Sure, mobile has primacy in the way ‘content’ is ‘consumed’, and this could be another easy timesuck for users. I suppose my question here is intent. Does Disney expect a vertical feed ala TikTok to help keep existing customers on the platform, or to draw in new ones? I can see how the former can work to a certain extent, for those already committed to plonking the $ every month for the streaming service. And, they’d need to be proper fans.
But the rest of us whose daily diet is already dominated by (free) scrolling vertical videos, are surely not going to be lured by this feature enough to pay $15-20 a month for the privilege?
And exactly what kind of videos will these be?
Its unclear at the moment; their EVP said “everything’s on the table”, so we should expect ported social media clips, cutdowns from shows, even original content? And oh, maybe some AI generated goodness from that crystal clear OpenAI deal? If you are thinking that sounds like throwing a lot on the wall to see what sticks, don’t worry- we are reassured “it won’t be a kind of a disjointed, random experience.”
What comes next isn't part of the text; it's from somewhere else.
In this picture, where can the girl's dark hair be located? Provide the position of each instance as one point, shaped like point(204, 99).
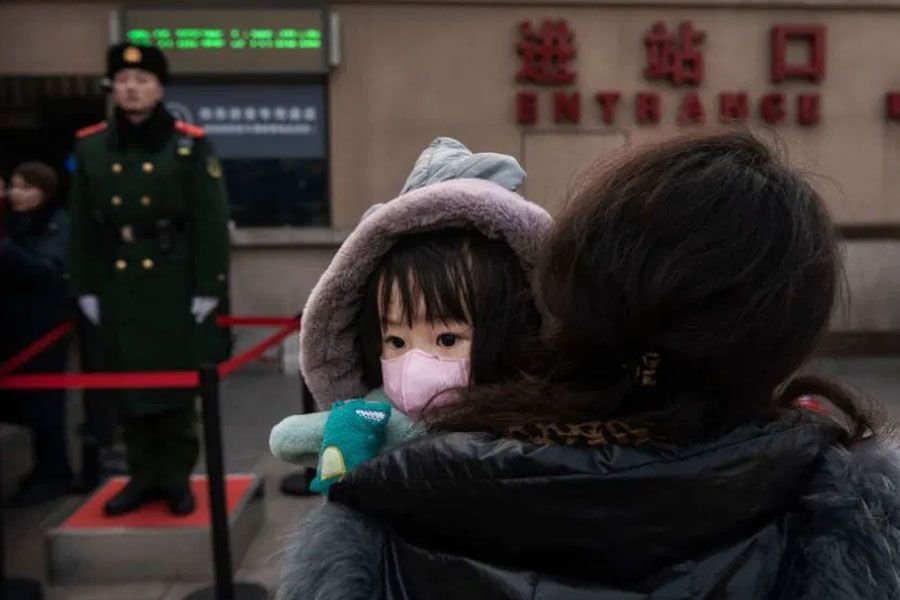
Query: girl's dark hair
point(41, 176)
point(462, 276)
point(706, 251)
They might have some learnings from last year’s launch of ‘Verts’ on the ESPN app, though arguably sports lends itself very differently to the ecosystem.
➕ Quick Hits
Youtube 2026: Jim Louderback has a great summary of what to take away from Youtube CEO Neal Mohan’s recent roadmap sharing.
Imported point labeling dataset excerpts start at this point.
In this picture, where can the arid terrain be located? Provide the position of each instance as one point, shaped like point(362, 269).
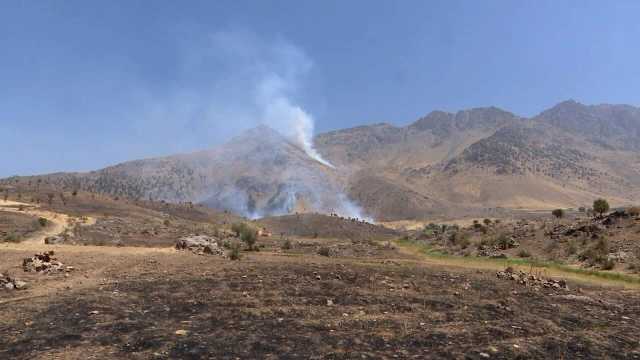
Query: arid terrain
point(319, 287)
point(434, 240)
point(473, 162)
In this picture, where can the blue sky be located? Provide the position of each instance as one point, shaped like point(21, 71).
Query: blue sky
point(88, 84)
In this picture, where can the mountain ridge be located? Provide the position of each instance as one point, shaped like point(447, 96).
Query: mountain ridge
point(444, 162)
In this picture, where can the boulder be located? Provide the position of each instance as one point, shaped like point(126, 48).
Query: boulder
point(201, 245)
point(42, 263)
point(54, 240)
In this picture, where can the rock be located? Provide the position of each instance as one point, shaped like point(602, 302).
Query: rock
point(42, 263)
point(54, 240)
point(8, 283)
point(200, 244)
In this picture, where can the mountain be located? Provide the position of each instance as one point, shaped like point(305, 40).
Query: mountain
point(442, 165)
point(486, 158)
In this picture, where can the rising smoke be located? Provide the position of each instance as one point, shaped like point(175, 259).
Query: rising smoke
point(239, 81)
point(297, 124)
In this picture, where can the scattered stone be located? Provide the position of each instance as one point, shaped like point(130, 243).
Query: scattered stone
point(9, 283)
point(54, 240)
point(42, 263)
point(201, 245)
point(531, 280)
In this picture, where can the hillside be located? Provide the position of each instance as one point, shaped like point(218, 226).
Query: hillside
point(444, 164)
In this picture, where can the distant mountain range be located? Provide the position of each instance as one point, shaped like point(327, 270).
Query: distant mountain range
point(442, 164)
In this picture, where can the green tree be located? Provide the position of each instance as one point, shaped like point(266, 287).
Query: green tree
point(558, 213)
point(249, 237)
point(600, 206)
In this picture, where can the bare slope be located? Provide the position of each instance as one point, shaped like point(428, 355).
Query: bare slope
point(444, 163)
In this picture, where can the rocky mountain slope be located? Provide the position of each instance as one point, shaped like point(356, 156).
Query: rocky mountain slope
point(443, 164)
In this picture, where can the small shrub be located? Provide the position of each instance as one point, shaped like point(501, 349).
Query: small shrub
point(12, 237)
point(601, 206)
point(238, 228)
point(234, 253)
point(503, 241)
point(462, 240)
point(608, 264)
point(558, 213)
point(324, 251)
point(248, 236)
point(572, 248)
point(486, 241)
point(523, 253)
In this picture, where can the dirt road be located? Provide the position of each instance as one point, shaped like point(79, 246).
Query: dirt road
point(57, 222)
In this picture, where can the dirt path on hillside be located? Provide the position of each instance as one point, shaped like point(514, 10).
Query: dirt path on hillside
point(57, 222)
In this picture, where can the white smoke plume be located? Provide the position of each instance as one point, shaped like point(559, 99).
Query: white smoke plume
point(294, 122)
point(237, 80)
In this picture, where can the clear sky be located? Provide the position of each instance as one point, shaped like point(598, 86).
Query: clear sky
point(85, 84)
Spotify: Bloomberg has a pretty solid and interesting piece for the new leaders. Fun fact: the co-CEOs are literal complementary opposites: Norström means “north stream” in Swedish, and Söderström means “south stream.”
AI: Furious AI Users Say Their Prompts Are Being Plagiarized. That’s right! “they now feel entitled to the specific prompts they use to churn out slop, as if the entire technology wasn’t based on the work of human artists that had been ingested without consent.”
“We’re going to invest in content and things on the platform that actually require you to commit a little bit. We want to create energy and culture, not just use it up.”
In a world of endless scrolls and auto-fed content,
Spotify co-CEO Norström promises a different path.